Katsukawa Shunkō I (Japanese: 勝川 春好) was a Japanese artist who designed ukiyo-e-style woodblock prints and paintings in Edo (modern Tokyo). He was a student of Katsukawa Shunshō, and is generally credited with designing the first large-head actor portraits (ōkubi-e). As his teacher did, Shunkō used a jar-shaped seal and was known as kotsubo ("little jar"). At 45, the right-handed Shunkō became partially paralyzed and ceased designing prints, although he continued producing paintings with his left hand.
Shunkō lived in Nihonbashi Hasegawachō in Edo (modern Tokyo) and was a student of Katsukawa Shunshō—possibly the master's first. His earliest known work are the illustrations to the book Talks about Debut Plays (Kaomise shibai banashi, 1766). From about 1771, he began to design yakusha-e actor prints, which he signed with a small jar-shaped seal that appeared next to a larger one by his master; from this he earned the nickname Kotsubo ("small jar").

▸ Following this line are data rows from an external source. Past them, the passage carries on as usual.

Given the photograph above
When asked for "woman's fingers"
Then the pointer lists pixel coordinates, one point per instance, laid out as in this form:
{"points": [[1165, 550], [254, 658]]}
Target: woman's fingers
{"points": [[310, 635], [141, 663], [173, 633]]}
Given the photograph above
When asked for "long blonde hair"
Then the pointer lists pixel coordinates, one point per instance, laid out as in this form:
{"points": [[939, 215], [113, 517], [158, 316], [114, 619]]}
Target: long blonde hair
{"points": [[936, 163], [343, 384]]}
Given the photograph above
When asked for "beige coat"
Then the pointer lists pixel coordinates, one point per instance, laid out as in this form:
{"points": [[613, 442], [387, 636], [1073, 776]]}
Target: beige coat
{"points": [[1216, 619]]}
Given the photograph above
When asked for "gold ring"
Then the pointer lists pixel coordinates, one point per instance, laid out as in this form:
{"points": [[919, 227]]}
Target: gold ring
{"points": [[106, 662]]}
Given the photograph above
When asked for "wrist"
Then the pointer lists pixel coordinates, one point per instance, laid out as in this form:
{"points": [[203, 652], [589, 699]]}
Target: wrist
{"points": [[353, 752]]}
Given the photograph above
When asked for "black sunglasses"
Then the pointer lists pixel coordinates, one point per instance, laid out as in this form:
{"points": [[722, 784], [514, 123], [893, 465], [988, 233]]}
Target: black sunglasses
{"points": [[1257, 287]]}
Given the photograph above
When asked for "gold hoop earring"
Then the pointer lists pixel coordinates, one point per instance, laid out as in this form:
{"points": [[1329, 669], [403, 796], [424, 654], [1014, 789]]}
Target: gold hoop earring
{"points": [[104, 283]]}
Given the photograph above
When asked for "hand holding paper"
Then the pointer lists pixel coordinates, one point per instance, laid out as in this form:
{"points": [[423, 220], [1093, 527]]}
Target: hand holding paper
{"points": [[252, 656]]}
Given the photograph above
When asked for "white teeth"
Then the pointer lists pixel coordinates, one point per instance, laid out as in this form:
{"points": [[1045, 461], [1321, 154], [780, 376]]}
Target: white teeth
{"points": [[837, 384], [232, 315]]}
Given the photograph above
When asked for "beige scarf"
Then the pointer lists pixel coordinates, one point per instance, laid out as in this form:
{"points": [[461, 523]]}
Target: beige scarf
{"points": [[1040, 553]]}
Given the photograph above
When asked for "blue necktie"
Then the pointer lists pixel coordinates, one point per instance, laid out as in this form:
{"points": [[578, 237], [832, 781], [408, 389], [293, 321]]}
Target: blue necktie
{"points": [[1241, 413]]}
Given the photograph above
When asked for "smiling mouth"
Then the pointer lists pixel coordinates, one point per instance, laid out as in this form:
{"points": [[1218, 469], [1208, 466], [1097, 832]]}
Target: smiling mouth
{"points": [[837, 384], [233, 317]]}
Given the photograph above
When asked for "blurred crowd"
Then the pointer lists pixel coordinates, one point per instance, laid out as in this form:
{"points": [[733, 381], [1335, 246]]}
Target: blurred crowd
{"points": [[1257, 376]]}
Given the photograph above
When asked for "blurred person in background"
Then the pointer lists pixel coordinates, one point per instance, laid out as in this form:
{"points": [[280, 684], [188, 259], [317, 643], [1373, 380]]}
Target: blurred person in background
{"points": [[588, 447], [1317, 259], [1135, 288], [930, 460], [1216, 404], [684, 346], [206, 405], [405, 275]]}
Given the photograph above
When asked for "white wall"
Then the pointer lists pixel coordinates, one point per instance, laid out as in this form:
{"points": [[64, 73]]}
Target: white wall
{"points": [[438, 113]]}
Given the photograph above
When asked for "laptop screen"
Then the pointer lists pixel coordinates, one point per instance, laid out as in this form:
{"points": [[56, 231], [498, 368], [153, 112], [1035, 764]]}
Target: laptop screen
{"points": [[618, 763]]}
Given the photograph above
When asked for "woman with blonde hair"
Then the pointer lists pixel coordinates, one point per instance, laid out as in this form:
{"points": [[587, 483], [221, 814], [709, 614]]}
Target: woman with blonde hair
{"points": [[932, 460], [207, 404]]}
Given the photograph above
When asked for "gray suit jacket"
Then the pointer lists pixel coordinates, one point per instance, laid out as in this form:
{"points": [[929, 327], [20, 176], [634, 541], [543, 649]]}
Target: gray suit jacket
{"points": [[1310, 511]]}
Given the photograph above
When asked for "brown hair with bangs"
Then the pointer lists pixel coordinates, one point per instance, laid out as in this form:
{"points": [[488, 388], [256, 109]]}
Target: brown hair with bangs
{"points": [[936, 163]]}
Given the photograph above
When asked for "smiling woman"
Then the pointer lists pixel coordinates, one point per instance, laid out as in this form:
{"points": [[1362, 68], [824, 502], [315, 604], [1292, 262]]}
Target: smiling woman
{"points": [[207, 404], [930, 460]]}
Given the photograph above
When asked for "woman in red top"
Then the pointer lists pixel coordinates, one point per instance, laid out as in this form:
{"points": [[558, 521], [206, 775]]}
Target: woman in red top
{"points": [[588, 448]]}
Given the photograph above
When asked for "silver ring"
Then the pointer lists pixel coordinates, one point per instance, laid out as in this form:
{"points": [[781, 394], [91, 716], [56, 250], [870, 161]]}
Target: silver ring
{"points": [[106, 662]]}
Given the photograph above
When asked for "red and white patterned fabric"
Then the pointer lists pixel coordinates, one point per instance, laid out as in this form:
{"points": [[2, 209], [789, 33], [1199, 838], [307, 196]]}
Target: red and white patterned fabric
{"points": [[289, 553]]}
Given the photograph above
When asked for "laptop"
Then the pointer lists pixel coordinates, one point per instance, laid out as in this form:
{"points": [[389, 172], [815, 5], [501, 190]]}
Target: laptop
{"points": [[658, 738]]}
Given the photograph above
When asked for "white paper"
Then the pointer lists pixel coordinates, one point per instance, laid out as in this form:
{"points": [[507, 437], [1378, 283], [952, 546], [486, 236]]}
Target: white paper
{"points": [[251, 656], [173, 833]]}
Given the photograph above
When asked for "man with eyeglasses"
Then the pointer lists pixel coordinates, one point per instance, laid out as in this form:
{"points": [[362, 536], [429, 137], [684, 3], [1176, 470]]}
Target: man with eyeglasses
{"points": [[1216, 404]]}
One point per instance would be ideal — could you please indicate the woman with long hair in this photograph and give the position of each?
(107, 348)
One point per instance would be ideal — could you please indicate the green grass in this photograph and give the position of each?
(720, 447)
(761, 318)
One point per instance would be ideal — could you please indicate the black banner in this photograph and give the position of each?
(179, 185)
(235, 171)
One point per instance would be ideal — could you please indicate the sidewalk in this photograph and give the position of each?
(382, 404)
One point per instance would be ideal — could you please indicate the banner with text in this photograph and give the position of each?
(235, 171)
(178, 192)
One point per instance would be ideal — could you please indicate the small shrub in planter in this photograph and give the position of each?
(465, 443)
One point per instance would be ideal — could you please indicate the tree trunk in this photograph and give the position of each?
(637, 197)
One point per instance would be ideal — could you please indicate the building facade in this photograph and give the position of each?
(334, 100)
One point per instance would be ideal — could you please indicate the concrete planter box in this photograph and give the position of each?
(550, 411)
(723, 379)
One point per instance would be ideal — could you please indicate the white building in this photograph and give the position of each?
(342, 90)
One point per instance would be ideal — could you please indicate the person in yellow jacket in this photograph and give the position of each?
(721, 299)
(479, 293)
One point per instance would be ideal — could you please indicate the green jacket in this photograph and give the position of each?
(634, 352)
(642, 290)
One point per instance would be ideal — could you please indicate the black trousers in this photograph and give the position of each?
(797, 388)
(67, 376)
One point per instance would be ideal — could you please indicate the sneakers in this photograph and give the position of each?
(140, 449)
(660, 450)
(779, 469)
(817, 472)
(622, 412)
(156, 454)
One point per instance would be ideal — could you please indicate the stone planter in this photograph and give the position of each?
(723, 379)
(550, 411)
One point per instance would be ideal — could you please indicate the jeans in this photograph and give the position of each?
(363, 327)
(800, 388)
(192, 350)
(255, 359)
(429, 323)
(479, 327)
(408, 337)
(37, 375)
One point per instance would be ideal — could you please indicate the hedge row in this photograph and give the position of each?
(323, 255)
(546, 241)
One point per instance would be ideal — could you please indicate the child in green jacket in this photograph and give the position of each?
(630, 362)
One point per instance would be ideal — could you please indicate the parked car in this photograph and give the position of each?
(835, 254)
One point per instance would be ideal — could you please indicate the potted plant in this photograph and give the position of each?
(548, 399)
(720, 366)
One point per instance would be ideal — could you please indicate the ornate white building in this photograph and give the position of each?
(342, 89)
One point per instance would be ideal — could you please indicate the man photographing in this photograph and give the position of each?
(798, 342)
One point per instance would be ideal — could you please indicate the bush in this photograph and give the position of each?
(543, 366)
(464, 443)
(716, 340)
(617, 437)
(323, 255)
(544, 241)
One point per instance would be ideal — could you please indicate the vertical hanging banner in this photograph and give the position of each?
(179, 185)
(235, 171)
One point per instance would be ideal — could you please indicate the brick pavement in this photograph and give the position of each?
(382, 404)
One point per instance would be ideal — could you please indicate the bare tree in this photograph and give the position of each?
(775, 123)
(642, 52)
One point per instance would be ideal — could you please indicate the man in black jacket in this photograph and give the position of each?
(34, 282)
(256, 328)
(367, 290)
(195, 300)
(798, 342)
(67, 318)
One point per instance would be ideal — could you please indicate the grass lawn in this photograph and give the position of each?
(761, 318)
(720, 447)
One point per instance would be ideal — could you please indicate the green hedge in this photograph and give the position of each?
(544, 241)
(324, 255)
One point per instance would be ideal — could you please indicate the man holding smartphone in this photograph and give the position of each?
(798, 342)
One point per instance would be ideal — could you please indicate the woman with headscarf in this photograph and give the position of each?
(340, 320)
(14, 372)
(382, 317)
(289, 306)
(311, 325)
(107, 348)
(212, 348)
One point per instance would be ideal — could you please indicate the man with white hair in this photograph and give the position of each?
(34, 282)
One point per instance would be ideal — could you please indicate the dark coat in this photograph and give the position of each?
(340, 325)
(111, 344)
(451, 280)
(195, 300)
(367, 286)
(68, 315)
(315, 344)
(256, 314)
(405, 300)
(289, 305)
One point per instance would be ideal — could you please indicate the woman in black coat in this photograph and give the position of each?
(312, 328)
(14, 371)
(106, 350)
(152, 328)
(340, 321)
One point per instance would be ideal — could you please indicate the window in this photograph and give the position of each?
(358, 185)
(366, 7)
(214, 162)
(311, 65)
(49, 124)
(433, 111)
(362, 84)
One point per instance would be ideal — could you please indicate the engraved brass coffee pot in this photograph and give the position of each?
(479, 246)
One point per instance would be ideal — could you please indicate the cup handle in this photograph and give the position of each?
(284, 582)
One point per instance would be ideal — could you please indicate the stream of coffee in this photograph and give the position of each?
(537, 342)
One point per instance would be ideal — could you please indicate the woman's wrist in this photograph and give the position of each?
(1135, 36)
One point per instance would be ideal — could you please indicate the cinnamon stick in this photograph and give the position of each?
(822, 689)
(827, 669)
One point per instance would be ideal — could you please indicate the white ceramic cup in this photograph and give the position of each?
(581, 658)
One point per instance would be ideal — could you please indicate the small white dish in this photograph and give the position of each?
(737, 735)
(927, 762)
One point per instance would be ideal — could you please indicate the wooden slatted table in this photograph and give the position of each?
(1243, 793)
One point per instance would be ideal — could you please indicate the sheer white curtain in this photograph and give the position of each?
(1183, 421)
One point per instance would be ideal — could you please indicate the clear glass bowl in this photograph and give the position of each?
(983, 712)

During the 1770s and 1780s, most of Shunkō's prints appeared in the tall, narrow hosoban format. In 1788 he began to produce bust portraits of actors, a style that was to become popular in the 1790s and has come to be associated with the works of Sharaku. Other subjects Shunkō depicted include sumo wrestlers.
Shunkō suffered a stroke at the close of the 1780s that deprived him of the use of his right arm. He gave up designing prints and devoted himself to painting. He died in 1812 at age 70 and was buried at Zenshōji temple in Asakusa. His Buddhist posthumous name is Shaku Shunkō Shinji.